Ticker

6/recent/ticker-posts

Kutukan 'Serangan Fajar': Ketika Suara Rakyat Diobral Murah di Pasar Politik


Oleh: Indah Putri Andini Mahasiswa Ilmu Politik Universitas Andalas



Fenomena "serangan fajar" atau praktik politik uang menjelang hari pencoblosan bukanlah isu baru dalam lanskap demokrasi Indonesia, namun keberlanjutannya dan penerimaannya yang meluas di tengah masyarakat telah menempatkan kita pada krisis politik yang serius. Budaya politik kita telah bergeser drastis dari berorientasi pada ideologi dan visi menjadi berorientasi pada transaksi dan pragmatisme sesaat. Realitas ini menunjukkan kemerosotan fatal dalam budaya politik partisipatif, yang diubah menjadi budaya politik pasif-transaksional: sebagian besar pemilih tidak lagi bertanya, "Apa yang akan dia lakukan untuk daerahku?" melainkan, "Berapa banyak yang akan dia berikan padaku hari ini?".

Tingkat kepedulian terhadap latar belakang, kompetensi, atau bahkan rekam jejak korupsi seorang kandidat menjadi sangat rendah karena uang tunai yang diterima beberapa jam sebelum mencoblos seringkali dinormalisasi sebagai 'kompensasi' atau 'hadiah' atas partisipasi, bukan sebagai suap yang merusak fondasi demokrasi. Inilah pangkal masalahnya. Penerimaan terhadap politik uang secara langsung melahirkan pejabat yang tidak kompeten dan tanpa integritas. Dalam lingkaran setan ini, kandidat dipaksa mengeluarkan modal politik yang absurd besar—jauh di atas batas wajar—untuk memenangkan suara melalui 'serangan fajar'. Ketika terpilih, prioritas utama pejabat tersebut bukanlah melayani publik, melainkan mengamankan pengembalian modal (Return on Investment) secepatnya, membuka jalan lebar bagi korupsi, kolusi, dan nepotisme.

Beberapa kasus nyata yang berulang di berbagai daerah: kepala daerah yang baru menjabat dua tahun terjerat operasi tangkap tangan (OTT) karena menjual-beli jabatan atau perizinan proyek strategis. Kemenangan mereka didasarkan pada besaran logistik uang, bukan pada kapasitas dan program kerja yang teruji. Mereka adalah produk dari budaya politik transaksional yang kita izinkan. Pejabat yang dipilih karena uang tidak memiliki ikatan moral atau ideologis dengan pemilih—ikatan mereka hanyalah transaksi yang telah selesai di bilik suara. Akibatnya, kita melihat program-program pembangunan yang mandek, pelayanan publik yang buruk, dan kebijakan yang lebih mengutamakan kelompok oligarki penyokong modalnya alih-alih kepentingan rakyat.
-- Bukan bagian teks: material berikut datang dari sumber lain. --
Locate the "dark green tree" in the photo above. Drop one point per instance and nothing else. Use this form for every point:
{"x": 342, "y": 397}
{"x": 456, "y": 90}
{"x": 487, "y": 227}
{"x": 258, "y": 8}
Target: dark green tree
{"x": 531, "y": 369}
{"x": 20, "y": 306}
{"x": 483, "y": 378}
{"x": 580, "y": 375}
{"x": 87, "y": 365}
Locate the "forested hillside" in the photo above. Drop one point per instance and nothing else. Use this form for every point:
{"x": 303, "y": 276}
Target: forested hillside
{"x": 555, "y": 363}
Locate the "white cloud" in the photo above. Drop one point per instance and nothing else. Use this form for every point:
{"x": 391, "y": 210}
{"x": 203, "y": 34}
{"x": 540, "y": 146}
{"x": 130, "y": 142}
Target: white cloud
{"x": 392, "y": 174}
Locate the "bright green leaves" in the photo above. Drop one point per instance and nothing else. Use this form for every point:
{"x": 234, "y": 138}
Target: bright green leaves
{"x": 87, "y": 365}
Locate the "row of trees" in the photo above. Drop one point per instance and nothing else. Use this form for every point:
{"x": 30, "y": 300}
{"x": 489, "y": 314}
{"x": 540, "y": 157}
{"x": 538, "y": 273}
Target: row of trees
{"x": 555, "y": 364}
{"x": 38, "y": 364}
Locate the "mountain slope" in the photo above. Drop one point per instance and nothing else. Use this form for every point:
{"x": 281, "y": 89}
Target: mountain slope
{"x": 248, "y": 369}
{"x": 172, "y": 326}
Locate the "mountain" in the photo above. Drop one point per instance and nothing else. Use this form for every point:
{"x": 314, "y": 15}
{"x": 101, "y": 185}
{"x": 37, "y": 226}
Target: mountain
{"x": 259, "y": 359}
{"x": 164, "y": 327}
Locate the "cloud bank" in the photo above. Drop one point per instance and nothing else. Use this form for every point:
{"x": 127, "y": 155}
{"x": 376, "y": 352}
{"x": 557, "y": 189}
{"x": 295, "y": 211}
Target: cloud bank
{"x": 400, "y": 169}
Mengubah budaya politik ini adalah tantangan sosiologis yang harus diselesaikan dari hulu. Solusinya terletak pada revitalisasi pendidikan politik yang menyentuh etika kewarganegaraan, mengajarkan masyarakat bahwa menerima 'serangan fajar' sama dengan menjual haknya atas pelayanan publik yang baik selama lima tahun ke depan. Selain itu, tokoh masyarakat, agama, dan media massa harus berperan aktif dalam mendelegitimasi praktik politik uang secara konsisten, didukung oleh penegakan hukum yang tegas terhadap pemberi maupun penerima suap. Selama masyarakat masih memegang teguh keyakinan bahwa uang adalah penentu utama kemenangan politik, maka kita akan terus terperangkap dalam lingkaran setan di mana pemimpin yang tidak kompeten dan tidak berintegritas akan terus memimpin, menggerogoti setiap potensi kemajuan bangsa. 


Pilihan ada di tangan kita: melanjutkan transaksi sesaat yang menjamin kemunduran, atau membangun masa depan berdasarkan visi dan integritas.